De Commissie wijst de vordering af.

 

In artikel 5 van het Reglement van de Commissie van Beroep Financiële Dienstverlening is bepaald in welke gevallen beroep openstaat van bindende beslissingen van de Geschillencommissie Financiële Dienstverlening bij de Commissie van Beroep Financiële Dienstverlening. Daarbij geldt een termijn van zes weken na verzending van deze uitspraak. Op de website van Kifid vindt u praktische informatie over het instellen van beroep.

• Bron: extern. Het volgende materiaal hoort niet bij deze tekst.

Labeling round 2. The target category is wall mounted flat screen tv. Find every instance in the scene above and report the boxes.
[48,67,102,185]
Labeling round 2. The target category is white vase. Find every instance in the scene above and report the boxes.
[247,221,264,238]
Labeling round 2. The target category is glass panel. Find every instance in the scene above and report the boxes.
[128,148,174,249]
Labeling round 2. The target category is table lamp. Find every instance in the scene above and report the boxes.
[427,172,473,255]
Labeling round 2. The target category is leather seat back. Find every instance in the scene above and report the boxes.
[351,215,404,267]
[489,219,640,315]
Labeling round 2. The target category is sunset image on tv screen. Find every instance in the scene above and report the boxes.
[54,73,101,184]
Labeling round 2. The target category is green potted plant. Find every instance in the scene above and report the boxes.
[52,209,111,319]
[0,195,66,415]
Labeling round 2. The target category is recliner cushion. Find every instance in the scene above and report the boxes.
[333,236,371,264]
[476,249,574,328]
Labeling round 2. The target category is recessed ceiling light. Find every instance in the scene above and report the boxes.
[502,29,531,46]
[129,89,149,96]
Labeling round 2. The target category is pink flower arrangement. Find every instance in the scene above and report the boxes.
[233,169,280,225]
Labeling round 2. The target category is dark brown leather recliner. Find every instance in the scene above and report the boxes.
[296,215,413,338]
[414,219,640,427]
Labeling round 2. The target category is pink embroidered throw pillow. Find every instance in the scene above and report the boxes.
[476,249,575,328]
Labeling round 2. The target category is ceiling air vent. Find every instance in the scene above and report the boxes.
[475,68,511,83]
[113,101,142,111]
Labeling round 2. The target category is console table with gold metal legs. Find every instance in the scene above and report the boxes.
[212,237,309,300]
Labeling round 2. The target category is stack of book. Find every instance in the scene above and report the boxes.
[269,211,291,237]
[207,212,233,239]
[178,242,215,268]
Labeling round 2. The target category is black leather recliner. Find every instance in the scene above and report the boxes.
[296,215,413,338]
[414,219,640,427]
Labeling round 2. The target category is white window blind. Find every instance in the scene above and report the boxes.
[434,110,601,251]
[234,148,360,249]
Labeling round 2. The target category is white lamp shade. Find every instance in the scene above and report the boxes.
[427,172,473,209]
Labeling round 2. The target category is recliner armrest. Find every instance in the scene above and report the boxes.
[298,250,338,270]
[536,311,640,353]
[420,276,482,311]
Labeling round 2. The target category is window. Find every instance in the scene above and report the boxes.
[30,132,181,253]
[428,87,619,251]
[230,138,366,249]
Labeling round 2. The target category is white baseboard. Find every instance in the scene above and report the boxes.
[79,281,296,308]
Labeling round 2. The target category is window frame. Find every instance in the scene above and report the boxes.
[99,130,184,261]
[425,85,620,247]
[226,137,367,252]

Zie hiervoor www.kifid.nl/consumenten/hoe-wordt-uw-klacht-behandeld.

 

U kunt, binnen twee weken na de verzenddatum van deze uitspraak, bij de Voorzitter van de Geschillencommissie Financiële Dienstverlening schriftelijk een verzoek indienen tot herstel van kennelijke vergissingen in de uitspraak. U moet daarbij met name denken aan correctie van reken- of schrijffouten en verbetering van namen en data. De volledige procedure met de termijnen die daarbij in acht moeten worden genomen staat beschreven in artikel 40 van het Reglement.